[CentOS] CentOS-6 - LogWatch

Wed Sep 16 02:38:37 UTC 2015
Always Learning <centos at u64.u22.net>

On Tue, 2015-09-15 at 10:28 -0400, James B. Byrne wrote:


> Does anyone know of a current Logwatch script for cyrus-imapd? And
> where it can be obtained?

Tampering with an existing Logwatch script may seem daunting but, as I
have no Perl skills, it was relative easy to produced a more useful
display. Note the amended script should be placed
in /etc/logwatch/scripts/services/your-choice-of-file-name

(1)  If your cyrus-imap is similar to the Exim script, there are 2 main
parts:-

(a)  identifying the information and accumulating it; and

(b)  printing the data.


(2)  In the standard Exim script I located lines like:-

> elsif ( $ThisLine =~ /[Rr]ecipient verify fail/)
{$RecipVerify{$ThisLine}++;}

> elsif ( $ThisLine =~ /[Ss]ender verify fail/ )
{$SendVerify{$ThisLine}++;}

and inserted my own tests like these (I was testing on error messages I
created which were prefixed with a self-chosen code)

--------------------
elsif ($ThisLine =~ /A02\]/)
    { $a02++;
      $temp1 = substr($ThisLine,0,20).": ";    # date

      $temp2 = index($ThisLine," H=");         # sender's host
      $temp2+= 3;
      $temp2 = substr($ThisLine,$temp2);

      $temp3 = index($temp2,":");
      $temp1 = $temp1 . substr($temp2,0,$temp3);

      @a02   = (@a02, $temp1."\n");
      $temp1 = '';
      $temp2 = '';
      $temp3 = '';
    }
--------------------

The Perl seems similar to PHP. $a = a variable; @a = an array

The second main part prints the data. In the original Exim script it
looks like this


> if ( %SmtpConnection ) {
>          print "\n--- SMTP Connection Issues \n";
>          foreach $ThisOne (keys %SmtpConnection) {
>             $bb = $SmtpConnection{$ThisOne};
>             print "  $ThisOne: $bb Time(s)\n";
>          }
>       }

My inserted coding is this ...

if(@c01) {print "\n--- C01 : Spam rejected = $c01\n @c01";}
if(@c02) {print "\n--- C02 : Senders denied = $c02\n";}

The first line prints a heading and a total, new line and then lists the
examples. The second line prints only a heading and a total.

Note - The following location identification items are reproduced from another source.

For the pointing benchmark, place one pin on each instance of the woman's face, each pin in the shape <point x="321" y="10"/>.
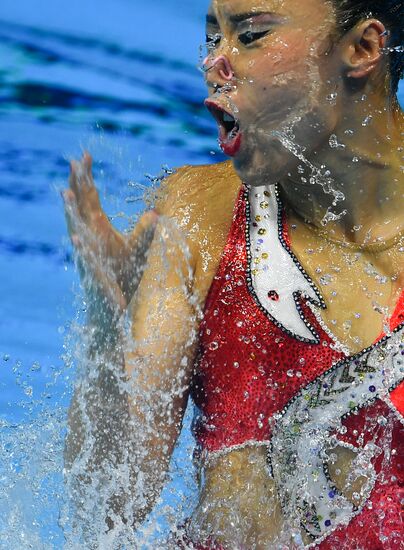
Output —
<point x="268" y="67"/>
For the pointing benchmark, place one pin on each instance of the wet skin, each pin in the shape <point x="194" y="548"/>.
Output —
<point x="283" y="78"/>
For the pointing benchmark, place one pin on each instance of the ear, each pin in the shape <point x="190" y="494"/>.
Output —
<point x="363" y="46"/>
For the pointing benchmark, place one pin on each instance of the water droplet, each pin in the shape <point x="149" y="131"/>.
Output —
<point x="334" y="143"/>
<point x="332" y="98"/>
<point x="325" y="279"/>
<point x="367" y="120"/>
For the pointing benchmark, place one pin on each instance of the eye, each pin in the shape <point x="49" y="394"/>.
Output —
<point x="213" y="40"/>
<point x="249" y="36"/>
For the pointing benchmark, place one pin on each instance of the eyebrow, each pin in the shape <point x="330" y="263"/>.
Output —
<point x="236" y="18"/>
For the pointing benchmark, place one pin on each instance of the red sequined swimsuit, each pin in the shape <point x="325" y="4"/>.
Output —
<point x="250" y="367"/>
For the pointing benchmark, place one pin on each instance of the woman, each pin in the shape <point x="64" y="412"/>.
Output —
<point x="276" y="303"/>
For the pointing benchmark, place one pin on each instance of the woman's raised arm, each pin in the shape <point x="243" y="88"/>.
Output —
<point x="132" y="388"/>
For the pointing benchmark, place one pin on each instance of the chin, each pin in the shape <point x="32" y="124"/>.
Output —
<point x="266" y="165"/>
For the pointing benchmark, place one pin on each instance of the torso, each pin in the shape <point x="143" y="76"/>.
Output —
<point x="360" y="292"/>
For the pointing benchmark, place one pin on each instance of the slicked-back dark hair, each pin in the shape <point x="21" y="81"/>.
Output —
<point x="391" y="14"/>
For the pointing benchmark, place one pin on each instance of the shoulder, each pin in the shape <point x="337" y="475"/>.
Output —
<point x="192" y="187"/>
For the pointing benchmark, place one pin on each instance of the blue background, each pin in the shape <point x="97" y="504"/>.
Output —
<point x="120" y="78"/>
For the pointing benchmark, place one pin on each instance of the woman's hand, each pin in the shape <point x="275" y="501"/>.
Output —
<point x="110" y="264"/>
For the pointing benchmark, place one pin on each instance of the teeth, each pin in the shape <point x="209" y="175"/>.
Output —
<point x="227" y="118"/>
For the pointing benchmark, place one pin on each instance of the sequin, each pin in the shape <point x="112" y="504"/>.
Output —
<point x="240" y="387"/>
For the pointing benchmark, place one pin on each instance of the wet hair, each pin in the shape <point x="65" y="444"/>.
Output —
<point x="391" y="14"/>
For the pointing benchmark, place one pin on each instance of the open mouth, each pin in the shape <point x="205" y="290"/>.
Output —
<point x="229" y="128"/>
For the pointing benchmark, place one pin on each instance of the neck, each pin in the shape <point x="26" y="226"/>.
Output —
<point x="351" y="185"/>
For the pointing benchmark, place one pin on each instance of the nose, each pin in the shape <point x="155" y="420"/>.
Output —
<point x="218" y="69"/>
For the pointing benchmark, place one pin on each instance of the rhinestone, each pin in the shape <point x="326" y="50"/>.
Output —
<point x="273" y="295"/>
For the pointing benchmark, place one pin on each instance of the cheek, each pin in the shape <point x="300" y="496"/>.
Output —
<point x="277" y="79"/>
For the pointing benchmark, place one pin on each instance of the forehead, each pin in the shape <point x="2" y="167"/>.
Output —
<point x="297" y="8"/>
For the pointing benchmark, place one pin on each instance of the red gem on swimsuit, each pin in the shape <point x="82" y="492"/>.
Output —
<point x="249" y="368"/>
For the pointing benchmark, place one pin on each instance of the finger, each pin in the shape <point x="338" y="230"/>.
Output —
<point x="73" y="183"/>
<point x="87" y="168"/>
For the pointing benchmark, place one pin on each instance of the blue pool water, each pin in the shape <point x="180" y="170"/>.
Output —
<point x="120" y="78"/>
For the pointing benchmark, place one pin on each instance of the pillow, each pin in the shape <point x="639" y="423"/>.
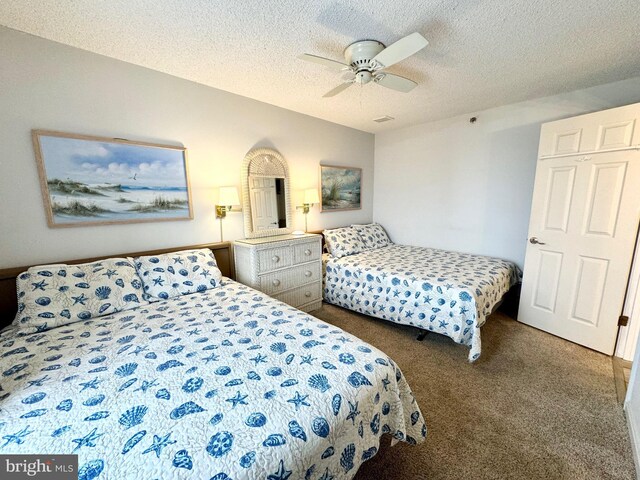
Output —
<point x="54" y="295"/>
<point x="373" y="235"/>
<point x="179" y="273"/>
<point x="343" y="241"/>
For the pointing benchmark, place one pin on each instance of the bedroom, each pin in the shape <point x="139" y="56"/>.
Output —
<point x="221" y="81"/>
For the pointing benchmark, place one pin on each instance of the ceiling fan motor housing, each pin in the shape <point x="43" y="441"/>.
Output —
<point x="359" y="54"/>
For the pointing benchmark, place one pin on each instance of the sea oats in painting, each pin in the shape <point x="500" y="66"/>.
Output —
<point x="340" y="188"/>
<point x="93" y="180"/>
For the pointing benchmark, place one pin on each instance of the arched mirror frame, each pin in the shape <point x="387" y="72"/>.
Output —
<point x="267" y="163"/>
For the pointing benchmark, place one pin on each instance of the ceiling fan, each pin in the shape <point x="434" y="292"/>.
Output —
<point x="367" y="60"/>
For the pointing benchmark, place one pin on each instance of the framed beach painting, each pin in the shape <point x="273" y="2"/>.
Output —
<point x="340" y="188"/>
<point x="89" y="180"/>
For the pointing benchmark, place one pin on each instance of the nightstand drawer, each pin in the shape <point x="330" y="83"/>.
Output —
<point x="306" y="252"/>
<point x="302" y="295"/>
<point x="282" y="280"/>
<point x="273" y="258"/>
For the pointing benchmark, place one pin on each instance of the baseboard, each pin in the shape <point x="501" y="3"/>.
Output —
<point x="634" y="434"/>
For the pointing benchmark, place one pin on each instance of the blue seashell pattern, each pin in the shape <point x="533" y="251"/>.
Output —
<point x="445" y="292"/>
<point x="52" y="296"/>
<point x="226" y="384"/>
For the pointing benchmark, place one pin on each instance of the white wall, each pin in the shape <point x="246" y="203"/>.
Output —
<point x="461" y="186"/>
<point x="52" y="86"/>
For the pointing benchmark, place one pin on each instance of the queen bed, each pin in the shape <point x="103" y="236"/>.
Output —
<point x="223" y="383"/>
<point x="439" y="291"/>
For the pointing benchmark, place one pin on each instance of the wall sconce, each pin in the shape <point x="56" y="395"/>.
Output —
<point x="310" y="198"/>
<point x="228" y="197"/>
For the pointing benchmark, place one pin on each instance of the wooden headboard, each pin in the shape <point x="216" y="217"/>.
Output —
<point x="9" y="303"/>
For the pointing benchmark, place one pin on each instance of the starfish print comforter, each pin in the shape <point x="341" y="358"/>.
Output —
<point x="225" y="384"/>
<point x="440" y="291"/>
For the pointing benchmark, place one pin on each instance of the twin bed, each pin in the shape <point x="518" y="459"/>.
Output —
<point x="205" y="378"/>
<point x="222" y="383"/>
<point x="440" y="291"/>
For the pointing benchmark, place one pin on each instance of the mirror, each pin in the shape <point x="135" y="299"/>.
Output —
<point x="265" y="194"/>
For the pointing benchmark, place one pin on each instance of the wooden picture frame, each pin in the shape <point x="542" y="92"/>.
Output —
<point x="340" y="188"/>
<point x="88" y="180"/>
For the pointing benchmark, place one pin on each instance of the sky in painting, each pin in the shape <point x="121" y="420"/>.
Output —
<point x="94" y="162"/>
<point x="348" y="178"/>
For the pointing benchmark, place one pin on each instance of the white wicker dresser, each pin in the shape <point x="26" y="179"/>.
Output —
<point x="287" y="267"/>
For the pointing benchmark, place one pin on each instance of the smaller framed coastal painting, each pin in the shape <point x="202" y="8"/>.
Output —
<point x="89" y="180"/>
<point x="340" y="187"/>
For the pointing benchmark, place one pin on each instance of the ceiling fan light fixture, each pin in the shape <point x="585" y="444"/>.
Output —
<point x="384" y="118"/>
<point x="366" y="60"/>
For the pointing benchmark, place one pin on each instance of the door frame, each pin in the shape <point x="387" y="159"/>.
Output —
<point x="627" y="340"/>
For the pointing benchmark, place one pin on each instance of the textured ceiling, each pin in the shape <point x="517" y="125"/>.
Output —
<point x="482" y="53"/>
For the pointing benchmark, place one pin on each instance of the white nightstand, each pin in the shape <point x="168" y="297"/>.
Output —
<point x="286" y="267"/>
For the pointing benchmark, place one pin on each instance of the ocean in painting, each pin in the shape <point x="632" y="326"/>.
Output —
<point x="340" y="188"/>
<point x="92" y="181"/>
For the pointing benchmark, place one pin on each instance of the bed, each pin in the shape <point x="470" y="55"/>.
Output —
<point x="226" y="383"/>
<point x="440" y="291"/>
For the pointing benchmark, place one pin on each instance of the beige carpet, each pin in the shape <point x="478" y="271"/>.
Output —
<point x="532" y="407"/>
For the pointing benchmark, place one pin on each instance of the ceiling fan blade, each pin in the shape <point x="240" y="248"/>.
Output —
<point x="395" y="82"/>
<point x="398" y="51"/>
<point x="340" y="88"/>
<point x="327" y="62"/>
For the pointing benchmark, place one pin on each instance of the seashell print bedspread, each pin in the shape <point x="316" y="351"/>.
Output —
<point x="225" y="384"/>
<point x="441" y="291"/>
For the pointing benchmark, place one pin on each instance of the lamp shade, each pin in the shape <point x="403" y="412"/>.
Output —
<point x="311" y="196"/>
<point x="229" y="196"/>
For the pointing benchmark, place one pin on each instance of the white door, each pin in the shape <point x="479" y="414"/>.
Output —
<point x="264" y="203"/>
<point x="582" y="231"/>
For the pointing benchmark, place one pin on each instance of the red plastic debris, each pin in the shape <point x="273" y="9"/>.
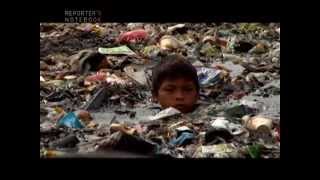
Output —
<point x="99" y="76"/>
<point x="133" y="36"/>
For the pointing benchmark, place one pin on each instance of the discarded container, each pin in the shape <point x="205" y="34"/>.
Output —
<point x="121" y="50"/>
<point x="57" y="83"/>
<point x="209" y="50"/>
<point x="98" y="77"/>
<point x="133" y="26"/>
<point x="53" y="153"/>
<point x="238" y="110"/>
<point x="220" y="123"/>
<point x="121" y="127"/>
<point x="70" y="77"/>
<point x="175" y="27"/>
<point x="127" y="142"/>
<point x="133" y="36"/>
<point x="169" y="112"/>
<point x="254" y="151"/>
<point x="258" y="122"/>
<point x="42" y="79"/>
<point x="231" y="57"/>
<point x="169" y="43"/>
<point x="208" y="76"/>
<point x="136" y="73"/>
<point x="217" y="151"/>
<point x="69" y="141"/>
<point x="258" y="49"/>
<point x="184" y="139"/>
<point x="84" y="116"/>
<point x="151" y="51"/>
<point x="214" y="133"/>
<point x="243" y="46"/>
<point x="210" y="39"/>
<point x="71" y="120"/>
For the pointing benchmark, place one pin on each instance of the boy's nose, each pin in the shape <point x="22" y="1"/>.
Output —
<point x="179" y="96"/>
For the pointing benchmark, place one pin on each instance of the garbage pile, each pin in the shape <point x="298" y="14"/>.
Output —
<point x="95" y="98"/>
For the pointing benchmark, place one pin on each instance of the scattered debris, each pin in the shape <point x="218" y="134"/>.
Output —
<point x="95" y="98"/>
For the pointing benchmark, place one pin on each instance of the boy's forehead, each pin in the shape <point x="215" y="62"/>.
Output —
<point x="175" y="80"/>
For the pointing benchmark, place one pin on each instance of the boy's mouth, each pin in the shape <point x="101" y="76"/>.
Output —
<point x="181" y="107"/>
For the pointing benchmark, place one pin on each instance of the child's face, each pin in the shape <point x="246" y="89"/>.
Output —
<point x="179" y="93"/>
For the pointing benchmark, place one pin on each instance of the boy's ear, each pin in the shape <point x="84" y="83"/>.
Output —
<point x="154" y="99"/>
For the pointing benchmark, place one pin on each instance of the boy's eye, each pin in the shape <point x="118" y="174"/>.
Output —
<point x="188" y="89"/>
<point x="168" y="89"/>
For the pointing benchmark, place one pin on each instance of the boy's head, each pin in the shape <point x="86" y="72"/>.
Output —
<point x="175" y="83"/>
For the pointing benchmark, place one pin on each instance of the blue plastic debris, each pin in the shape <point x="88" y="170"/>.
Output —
<point x="208" y="76"/>
<point x="184" y="139"/>
<point x="70" y="120"/>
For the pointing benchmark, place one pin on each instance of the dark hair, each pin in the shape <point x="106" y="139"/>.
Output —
<point x="171" y="67"/>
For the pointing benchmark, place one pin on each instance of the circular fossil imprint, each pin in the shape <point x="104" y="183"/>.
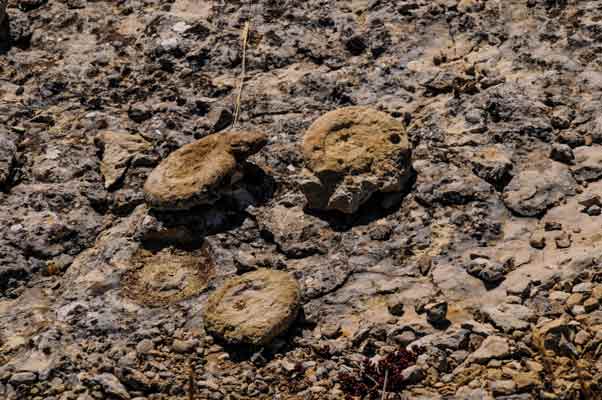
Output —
<point x="167" y="276"/>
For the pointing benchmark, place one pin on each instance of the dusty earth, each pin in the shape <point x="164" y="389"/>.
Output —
<point x="486" y="268"/>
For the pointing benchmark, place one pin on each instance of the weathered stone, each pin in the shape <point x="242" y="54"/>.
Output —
<point x="117" y="151"/>
<point x="489" y="271"/>
<point x="492" y="348"/>
<point x="8" y="149"/>
<point x="350" y="154"/>
<point x="194" y="174"/>
<point x="510" y="317"/>
<point x="538" y="240"/>
<point x="503" y="387"/>
<point x="443" y="184"/>
<point x="531" y="192"/>
<point x="562" y="153"/>
<point x="588" y="163"/>
<point x="253" y="308"/>
<point x="112" y="386"/>
<point x="183" y="346"/>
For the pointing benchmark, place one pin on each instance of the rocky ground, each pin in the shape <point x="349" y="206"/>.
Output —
<point x="478" y="278"/>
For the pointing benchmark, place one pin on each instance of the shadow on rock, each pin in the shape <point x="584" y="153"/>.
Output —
<point x="380" y="205"/>
<point x="187" y="229"/>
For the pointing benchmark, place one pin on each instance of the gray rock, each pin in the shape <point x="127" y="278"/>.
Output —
<point x="510" y="317"/>
<point x="413" y="374"/>
<point x="588" y="163"/>
<point x="253" y="308"/>
<point x="23" y="377"/>
<point x="562" y="153"/>
<point x="436" y="313"/>
<point x="352" y="153"/>
<point x="503" y="387"/>
<point x="492" y="348"/>
<point x="488" y="271"/>
<point x="183" y="346"/>
<point x="145" y="346"/>
<point x="533" y="191"/>
<point x="118" y="150"/>
<point x="8" y="150"/>
<point x="446" y="184"/>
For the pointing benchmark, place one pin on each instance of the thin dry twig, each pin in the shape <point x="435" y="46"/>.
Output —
<point x="384" y="395"/>
<point x="244" y="40"/>
<point x="191" y="382"/>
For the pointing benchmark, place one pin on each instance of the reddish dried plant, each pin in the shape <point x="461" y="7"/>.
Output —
<point x="370" y="379"/>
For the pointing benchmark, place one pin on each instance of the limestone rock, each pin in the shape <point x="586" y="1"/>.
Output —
<point x="118" y="149"/>
<point x="493" y="347"/>
<point x="533" y="191"/>
<point x="253" y="308"/>
<point x="193" y="174"/>
<point x="493" y="164"/>
<point x="588" y="163"/>
<point x="2" y="10"/>
<point x="443" y="184"/>
<point x="350" y="154"/>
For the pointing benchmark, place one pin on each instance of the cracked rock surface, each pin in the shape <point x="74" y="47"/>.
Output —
<point x="484" y="262"/>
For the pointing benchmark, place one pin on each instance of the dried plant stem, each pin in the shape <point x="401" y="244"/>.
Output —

If your script is similar to the standard Exim script then it should be
possible to, using the log file for guidance, to construct your own
script.

You can ignore unwanted log file lines by testing like this ...

> elsif ($ThisLine =~ /xxxxxxx/) {}


-- 
Regards,

Paul.
England, EU.      England's place is in the European Union.